Increased Nitric Oxide in Exhaled Gas Is an Early Marker of Hypovolemic States

Abstract

Acute hemorrhage is associated with a variety of physiologic and metabolic alterations, including vascular hyporeactivity and endothelial cell dysfunction. The lung is a major target organ during hemorrhagic shock. The effect of acute hemorrhage on NO production in the lung is not well described. In the present study we examined the effect of acute hemorrhage on exhaled NO (NOe), and studied how changes in blood volume and flow affect NOe. Anesthetized and mechanically ventilated rabbits were used.
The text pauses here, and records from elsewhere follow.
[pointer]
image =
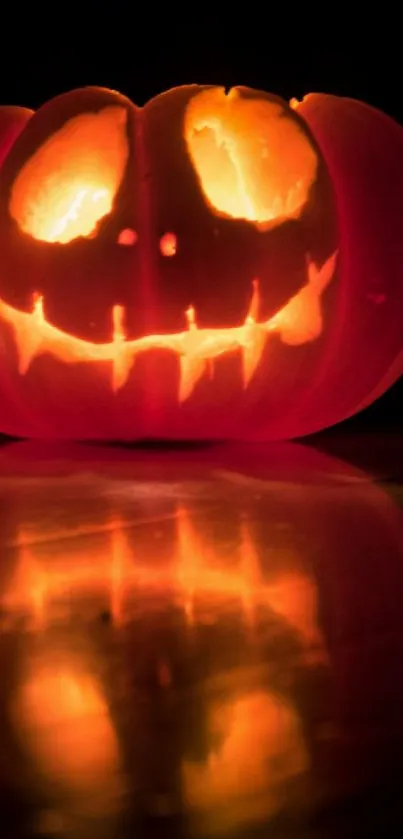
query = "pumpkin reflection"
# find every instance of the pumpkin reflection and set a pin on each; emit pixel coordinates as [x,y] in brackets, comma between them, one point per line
[199,574]
[244,779]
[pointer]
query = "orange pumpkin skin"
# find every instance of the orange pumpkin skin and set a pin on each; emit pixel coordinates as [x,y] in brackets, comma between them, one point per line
[175,314]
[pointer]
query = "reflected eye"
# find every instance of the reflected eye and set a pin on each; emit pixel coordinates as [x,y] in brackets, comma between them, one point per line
[252,159]
[127,237]
[71,181]
[168,244]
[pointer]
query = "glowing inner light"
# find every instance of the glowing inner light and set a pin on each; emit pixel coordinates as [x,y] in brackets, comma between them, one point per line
[298,322]
[252,159]
[168,244]
[127,237]
[71,181]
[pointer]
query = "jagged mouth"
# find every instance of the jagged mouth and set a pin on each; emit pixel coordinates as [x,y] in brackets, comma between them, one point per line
[298,322]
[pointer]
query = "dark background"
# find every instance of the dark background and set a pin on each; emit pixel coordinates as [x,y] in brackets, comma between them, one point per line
[141,51]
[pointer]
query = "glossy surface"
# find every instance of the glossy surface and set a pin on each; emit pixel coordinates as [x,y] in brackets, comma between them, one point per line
[199,643]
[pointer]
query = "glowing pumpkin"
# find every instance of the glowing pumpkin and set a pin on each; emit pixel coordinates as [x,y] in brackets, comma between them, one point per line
[173,271]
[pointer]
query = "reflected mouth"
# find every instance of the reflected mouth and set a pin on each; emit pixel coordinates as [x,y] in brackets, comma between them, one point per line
[298,322]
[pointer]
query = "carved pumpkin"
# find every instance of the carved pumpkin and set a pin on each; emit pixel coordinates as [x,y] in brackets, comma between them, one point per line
[172,271]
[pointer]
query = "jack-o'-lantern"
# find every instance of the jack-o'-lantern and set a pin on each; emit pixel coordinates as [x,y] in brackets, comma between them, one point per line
[214,265]
[197,633]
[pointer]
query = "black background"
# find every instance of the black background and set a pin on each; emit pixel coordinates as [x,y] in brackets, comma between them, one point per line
[48,49]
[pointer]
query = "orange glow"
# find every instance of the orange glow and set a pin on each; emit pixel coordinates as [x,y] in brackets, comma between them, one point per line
[196,348]
[71,181]
[168,244]
[252,159]
[65,725]
[245,779]
[198,569]
[127,237]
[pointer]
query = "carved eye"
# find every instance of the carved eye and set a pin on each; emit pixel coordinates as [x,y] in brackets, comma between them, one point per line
[253,161]
[71,181]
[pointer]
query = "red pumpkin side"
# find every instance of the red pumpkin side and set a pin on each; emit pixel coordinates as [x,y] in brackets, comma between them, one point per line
[363,149]
[12,121]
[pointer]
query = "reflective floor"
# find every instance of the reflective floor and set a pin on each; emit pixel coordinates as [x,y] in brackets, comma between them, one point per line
[201,642]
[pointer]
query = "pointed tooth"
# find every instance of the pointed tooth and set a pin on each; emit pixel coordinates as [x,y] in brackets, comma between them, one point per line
[301,319]
[319,278]
[252,353]
[192,369]
[28,341]
[121,367]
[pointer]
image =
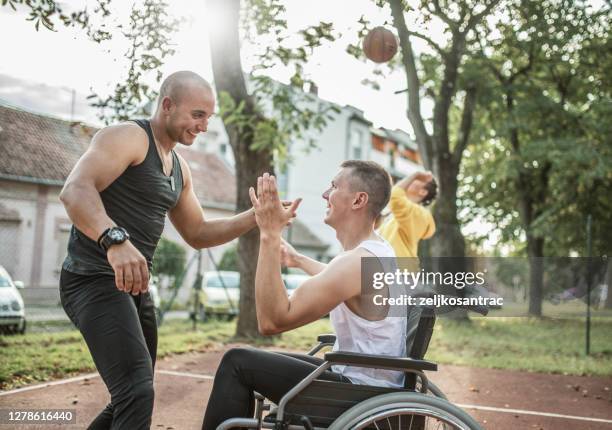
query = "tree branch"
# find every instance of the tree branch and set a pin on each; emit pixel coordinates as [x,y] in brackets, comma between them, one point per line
[469,104]
[453,25]
[433,44]
[414,100]
[475,19]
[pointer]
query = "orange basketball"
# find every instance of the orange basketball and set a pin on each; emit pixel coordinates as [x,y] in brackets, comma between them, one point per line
[380,45]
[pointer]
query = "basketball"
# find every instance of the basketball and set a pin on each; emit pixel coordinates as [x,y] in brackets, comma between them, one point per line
[380,45]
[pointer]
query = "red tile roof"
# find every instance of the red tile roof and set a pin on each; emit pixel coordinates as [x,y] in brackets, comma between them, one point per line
[39,148]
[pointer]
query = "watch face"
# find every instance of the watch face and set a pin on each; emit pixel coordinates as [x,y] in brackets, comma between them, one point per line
[115,234]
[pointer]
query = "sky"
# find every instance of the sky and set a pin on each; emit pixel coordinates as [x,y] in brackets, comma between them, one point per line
[40,70]
[53,72]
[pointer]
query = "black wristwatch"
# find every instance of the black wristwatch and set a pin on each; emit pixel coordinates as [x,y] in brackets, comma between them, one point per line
[112,236]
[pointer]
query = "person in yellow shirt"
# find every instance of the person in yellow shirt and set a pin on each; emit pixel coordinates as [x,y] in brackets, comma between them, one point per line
[409,221]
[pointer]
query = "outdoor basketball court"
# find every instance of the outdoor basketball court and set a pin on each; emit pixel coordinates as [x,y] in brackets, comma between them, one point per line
[497,399]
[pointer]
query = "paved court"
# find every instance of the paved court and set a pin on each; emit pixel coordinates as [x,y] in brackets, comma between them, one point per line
[498,399]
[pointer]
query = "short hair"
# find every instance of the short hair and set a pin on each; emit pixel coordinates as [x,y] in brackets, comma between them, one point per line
[432,192]
[373,179]
[175,85]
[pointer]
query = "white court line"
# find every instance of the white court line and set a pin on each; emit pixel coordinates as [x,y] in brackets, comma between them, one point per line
[185,374]
[95,375]
[540,414]
[209,377]
[49,384]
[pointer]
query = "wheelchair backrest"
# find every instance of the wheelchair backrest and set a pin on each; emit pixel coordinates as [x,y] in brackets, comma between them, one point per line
[420,324]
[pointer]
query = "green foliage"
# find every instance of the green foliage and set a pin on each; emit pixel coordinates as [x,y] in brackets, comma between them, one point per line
[229,259]
[542,140]
[169,259]
[284,113]
[49,12]
[149,31]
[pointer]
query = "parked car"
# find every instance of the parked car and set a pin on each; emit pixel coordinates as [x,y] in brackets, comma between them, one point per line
[12,309]
[221,292]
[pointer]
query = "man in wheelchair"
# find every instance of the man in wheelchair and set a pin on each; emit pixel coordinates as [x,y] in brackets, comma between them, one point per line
[355,198]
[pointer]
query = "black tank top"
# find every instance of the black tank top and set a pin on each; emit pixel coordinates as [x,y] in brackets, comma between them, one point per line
[138,201]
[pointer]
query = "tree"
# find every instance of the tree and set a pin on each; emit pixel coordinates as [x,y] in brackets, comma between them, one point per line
[442,148]
[543,151]
[255,137]
[260,120]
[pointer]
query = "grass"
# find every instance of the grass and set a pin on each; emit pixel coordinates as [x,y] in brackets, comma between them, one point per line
[546,345]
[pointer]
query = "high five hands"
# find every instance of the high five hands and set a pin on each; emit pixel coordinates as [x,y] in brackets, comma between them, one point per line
[271,214]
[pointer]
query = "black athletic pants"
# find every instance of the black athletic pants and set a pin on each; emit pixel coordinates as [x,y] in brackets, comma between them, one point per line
[244,370]
[121,333]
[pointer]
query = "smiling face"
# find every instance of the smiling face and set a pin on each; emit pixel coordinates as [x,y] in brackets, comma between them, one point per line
[340,198]
[187,114]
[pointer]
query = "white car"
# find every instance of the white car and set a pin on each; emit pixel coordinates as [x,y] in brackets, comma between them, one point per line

The effect of acute hemorrhage by slow exsanguination on NOe was examined using chemiluminescence. Because hemorrhagic shock is associated with decreased pulmonary blood flow, we established an isolated lung preparation perfused with autologous blood (Hct = 17.4%) and studied the effect of pulmonary flow rate on NOe independent of metabolic changes. In order to separate the effect of flow from the effect of changes in blood volume, we examined the effect of flow in isolated lungs perfused with a blood-free albumin solution (PAS). In the isolated lung, ventilation was similar to that used in the intact animal, and temperature, pH,pCO2, andPO2were kept normal. Prior to exsanguination, baseline NOe in the intact animal was 24 ± 3 ppb. At 5, 10, 15, and 20 min after initiating the hemorrhage, NOe rose to 31 ± 3, 51 ± 7, 94 ± 10, and 154 ± 16 ppb, respectively (P< 0.05). During baseline conditions in the blood-perfused isolated lungs (200 ml/min), NOe was 35 ± 3 ppb. When flow was decreased to 70 and 0 ml/min, NOe increased to 37 ± 3 and 56 ± 6 ppb, respectively (P< 0.001). During baseline conditions in the PAS-perfused lungs (70 ml/min), NOe was 94 ± 13 ppb and was unaffected by changes in flow. The perfusion pressure in the isolated lungs was in the normal range. Reduction in blood flow rate in the isolated lung was associated with less than twofold increase in NOe. This was attributed to reduction in red blood cell volume and not due to changes in blood flow rate. Reduction in flow in the intact animal during hemorrhage generated more than threefold increase in NOe, suggesting that neurohumoral mediators, in addition to changes in flow, play an important role in determining NOe in the intact condition. NOe began to rise immediately after exsanguination began, and therefore may be a useful early marker of acute hemorrhagic shock and hypovolemia. This information may be useful in the intensive care setting.